Reviews

Laundry Boy

This is the second production from Horizon Arts running afternoons in Underbelly’s Big Belly this Fringe. My colleague found much to praise in their other new play offering, the provocatively titled My Filthy Hunt, but I’m less enamoured with Laundry Boy.

Written and directed by Philip Stokes (who also wrote My Filthy Hunt), the black comedy centres on not-so-lovable twenty-something loser Terry Orange, now running the family laundrette after the death of his father. The return of Terry’s schoolboy crush, perfect girl Melanie, triggers a reckoning in Terry’s increasingly fractured brain. Graphic novel heroes and villains, conjured from false memories and dashed childhood hopes, battle for supremacy and Terry’s sanity. And then there’s the matter of the horny Hoover.
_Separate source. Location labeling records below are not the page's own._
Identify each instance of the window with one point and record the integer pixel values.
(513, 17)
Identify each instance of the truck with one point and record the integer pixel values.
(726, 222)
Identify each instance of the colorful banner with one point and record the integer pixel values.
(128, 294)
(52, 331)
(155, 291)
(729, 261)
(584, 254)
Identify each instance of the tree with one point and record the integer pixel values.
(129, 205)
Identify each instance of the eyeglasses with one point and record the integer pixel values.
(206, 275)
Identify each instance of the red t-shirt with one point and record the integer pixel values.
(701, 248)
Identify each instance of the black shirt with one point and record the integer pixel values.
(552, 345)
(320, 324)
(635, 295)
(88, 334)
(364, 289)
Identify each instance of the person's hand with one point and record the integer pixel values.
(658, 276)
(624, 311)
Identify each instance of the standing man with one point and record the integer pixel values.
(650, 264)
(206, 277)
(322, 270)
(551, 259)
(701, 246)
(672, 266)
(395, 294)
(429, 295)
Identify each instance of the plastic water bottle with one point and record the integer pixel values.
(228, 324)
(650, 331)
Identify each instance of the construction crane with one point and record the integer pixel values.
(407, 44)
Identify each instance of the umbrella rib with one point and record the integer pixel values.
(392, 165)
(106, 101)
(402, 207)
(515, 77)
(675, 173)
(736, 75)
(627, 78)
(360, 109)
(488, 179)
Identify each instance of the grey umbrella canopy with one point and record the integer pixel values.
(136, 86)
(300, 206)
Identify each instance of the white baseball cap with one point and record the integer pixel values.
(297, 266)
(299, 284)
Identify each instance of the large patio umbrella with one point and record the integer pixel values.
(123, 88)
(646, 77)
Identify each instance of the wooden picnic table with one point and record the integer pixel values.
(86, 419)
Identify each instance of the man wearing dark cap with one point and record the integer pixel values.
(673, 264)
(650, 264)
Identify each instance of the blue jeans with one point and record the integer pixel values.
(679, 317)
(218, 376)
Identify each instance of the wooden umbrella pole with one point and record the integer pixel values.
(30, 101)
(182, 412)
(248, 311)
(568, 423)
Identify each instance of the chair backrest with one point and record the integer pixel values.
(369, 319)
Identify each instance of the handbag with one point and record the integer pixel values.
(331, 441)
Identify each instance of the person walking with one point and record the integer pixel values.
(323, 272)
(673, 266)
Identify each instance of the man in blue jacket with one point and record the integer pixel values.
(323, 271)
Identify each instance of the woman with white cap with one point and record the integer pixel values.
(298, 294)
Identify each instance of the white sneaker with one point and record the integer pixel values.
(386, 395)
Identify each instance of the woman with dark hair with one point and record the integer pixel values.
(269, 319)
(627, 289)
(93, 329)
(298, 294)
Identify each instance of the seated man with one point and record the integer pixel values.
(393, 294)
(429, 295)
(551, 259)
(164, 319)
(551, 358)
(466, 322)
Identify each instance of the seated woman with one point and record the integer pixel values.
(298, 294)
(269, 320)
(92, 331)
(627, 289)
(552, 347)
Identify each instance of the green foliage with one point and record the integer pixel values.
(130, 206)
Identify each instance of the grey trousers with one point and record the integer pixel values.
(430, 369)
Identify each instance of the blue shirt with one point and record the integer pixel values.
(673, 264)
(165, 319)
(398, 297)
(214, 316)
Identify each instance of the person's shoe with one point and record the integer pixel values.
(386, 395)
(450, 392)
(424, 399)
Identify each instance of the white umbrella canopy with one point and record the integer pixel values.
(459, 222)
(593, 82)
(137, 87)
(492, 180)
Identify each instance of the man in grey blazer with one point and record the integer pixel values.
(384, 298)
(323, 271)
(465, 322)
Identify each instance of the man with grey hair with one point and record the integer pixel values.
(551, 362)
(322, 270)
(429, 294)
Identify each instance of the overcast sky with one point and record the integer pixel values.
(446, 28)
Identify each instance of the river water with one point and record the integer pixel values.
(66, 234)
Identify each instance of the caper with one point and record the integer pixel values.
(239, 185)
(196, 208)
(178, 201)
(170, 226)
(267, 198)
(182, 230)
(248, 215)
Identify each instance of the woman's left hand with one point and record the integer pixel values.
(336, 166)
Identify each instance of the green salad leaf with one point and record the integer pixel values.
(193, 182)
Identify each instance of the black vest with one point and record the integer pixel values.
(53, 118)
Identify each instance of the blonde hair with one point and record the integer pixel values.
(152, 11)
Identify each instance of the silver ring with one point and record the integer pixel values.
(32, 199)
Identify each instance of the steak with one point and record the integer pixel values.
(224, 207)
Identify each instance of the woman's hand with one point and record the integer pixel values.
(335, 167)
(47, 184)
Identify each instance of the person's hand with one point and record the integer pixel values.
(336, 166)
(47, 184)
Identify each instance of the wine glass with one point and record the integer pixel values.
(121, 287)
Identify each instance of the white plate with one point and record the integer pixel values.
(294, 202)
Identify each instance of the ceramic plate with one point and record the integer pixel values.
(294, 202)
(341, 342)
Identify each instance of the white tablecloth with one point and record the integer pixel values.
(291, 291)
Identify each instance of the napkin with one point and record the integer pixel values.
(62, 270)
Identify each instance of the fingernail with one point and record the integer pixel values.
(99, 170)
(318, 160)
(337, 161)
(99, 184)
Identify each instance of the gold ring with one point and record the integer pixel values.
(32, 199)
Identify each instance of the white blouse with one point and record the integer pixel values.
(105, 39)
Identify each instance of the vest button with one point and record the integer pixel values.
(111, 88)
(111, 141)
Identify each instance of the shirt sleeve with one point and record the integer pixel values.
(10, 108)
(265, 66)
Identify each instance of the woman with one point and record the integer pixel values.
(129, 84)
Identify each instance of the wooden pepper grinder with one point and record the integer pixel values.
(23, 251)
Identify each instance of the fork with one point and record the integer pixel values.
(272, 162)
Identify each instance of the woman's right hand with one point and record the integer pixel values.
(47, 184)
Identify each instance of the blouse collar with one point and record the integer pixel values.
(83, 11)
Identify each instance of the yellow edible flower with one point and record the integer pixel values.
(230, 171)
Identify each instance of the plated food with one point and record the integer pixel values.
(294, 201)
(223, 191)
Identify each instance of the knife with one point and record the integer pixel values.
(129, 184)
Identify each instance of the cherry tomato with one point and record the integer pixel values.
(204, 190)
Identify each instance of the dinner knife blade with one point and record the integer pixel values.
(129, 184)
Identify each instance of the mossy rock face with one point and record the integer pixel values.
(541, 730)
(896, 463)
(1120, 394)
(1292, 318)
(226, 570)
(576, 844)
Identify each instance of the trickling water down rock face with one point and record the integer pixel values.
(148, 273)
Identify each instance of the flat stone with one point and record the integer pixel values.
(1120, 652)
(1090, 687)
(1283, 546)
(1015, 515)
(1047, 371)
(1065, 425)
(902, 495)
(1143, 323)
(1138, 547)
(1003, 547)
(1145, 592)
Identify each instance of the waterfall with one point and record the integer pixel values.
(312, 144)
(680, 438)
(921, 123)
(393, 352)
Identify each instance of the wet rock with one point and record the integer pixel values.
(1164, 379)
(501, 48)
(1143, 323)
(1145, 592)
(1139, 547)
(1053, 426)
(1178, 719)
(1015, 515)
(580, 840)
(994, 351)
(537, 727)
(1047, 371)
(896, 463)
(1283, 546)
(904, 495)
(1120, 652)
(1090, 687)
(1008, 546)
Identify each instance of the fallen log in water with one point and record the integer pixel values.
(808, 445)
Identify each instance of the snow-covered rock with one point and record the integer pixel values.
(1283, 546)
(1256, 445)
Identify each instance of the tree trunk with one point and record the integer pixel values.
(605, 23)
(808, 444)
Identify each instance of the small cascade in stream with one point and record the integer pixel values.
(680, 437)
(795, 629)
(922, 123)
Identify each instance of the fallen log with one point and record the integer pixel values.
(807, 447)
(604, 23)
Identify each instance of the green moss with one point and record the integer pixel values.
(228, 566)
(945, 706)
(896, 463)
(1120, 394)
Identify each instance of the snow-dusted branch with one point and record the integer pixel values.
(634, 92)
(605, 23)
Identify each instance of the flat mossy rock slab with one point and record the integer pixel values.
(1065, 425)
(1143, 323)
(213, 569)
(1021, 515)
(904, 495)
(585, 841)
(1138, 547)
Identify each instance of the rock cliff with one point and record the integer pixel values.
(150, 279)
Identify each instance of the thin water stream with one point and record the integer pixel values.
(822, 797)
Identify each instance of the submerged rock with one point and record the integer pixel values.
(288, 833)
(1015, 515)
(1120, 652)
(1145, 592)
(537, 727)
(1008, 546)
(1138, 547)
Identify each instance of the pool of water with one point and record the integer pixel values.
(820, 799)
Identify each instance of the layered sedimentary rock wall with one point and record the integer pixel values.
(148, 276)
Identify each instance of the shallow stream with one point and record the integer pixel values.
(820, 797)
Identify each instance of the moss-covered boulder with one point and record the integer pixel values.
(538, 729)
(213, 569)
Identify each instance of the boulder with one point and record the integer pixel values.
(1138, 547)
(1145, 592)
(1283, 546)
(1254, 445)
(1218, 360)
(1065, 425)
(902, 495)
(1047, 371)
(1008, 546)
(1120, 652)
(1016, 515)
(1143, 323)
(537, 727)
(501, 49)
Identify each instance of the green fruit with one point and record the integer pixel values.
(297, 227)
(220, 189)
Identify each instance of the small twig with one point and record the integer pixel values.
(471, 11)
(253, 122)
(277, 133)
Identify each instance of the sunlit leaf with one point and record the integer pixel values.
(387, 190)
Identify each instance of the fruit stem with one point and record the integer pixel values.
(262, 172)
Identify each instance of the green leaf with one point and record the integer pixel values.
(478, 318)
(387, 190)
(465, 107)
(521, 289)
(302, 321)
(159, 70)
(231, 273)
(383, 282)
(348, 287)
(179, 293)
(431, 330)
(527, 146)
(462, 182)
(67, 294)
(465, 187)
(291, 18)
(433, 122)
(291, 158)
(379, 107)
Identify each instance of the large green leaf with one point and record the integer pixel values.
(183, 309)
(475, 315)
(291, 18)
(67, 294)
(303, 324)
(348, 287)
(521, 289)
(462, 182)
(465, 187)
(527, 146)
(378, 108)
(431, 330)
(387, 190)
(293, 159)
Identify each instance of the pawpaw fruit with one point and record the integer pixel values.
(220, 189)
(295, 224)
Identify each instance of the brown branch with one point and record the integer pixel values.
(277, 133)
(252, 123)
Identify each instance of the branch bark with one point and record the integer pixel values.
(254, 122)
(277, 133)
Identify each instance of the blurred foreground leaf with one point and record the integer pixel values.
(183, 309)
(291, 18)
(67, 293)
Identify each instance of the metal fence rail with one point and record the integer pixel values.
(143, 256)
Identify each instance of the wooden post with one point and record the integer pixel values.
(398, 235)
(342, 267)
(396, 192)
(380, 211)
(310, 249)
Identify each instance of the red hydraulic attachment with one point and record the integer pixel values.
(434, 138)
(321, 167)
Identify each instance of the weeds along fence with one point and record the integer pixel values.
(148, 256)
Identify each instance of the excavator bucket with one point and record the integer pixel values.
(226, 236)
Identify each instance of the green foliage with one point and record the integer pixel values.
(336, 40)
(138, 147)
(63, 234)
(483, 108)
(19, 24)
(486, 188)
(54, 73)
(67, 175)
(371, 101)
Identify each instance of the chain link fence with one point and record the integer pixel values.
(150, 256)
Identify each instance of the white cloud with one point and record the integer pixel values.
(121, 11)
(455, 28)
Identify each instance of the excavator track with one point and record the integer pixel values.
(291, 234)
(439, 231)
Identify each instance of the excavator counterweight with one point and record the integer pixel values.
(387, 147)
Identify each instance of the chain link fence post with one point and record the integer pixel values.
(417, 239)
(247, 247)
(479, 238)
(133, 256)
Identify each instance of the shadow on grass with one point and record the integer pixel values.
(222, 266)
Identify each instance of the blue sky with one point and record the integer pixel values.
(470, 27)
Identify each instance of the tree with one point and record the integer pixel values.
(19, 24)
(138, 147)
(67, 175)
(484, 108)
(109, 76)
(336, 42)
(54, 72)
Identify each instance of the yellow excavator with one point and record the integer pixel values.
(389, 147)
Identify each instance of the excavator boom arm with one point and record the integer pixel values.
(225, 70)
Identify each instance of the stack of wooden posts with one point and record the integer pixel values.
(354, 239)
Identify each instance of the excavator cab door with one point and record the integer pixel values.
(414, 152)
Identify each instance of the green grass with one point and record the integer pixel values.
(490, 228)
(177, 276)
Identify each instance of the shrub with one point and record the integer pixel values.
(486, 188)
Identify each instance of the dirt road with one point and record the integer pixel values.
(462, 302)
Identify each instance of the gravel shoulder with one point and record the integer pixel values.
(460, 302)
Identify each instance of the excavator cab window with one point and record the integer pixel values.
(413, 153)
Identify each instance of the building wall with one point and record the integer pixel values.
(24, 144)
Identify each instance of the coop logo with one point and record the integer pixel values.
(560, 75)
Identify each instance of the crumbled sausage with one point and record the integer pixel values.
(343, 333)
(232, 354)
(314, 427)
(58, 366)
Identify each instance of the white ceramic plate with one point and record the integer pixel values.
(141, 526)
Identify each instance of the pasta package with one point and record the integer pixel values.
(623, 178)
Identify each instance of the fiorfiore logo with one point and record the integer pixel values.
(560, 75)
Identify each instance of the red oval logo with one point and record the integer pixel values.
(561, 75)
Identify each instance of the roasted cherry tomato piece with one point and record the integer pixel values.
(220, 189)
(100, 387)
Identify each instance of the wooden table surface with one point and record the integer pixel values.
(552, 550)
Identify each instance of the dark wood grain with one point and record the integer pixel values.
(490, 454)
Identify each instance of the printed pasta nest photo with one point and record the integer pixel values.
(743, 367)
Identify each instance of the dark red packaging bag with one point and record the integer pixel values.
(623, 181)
Yes, you read that right. Even the electrical appliances are crude and lewd in Laundry Boy, which may have seemed funnier after 10pm and a few beers. In the cold light of day, it struck me as largely distasteful and dirty, and not in a good way.

Amongst the cast, newcomer Aiden Ross makes a strong impression as young Terry, but I couldn’t help but feel sorry for Lee Bainbridge who, as his older self, spends most of the play in his underpants, wanking and seething with self-loathing.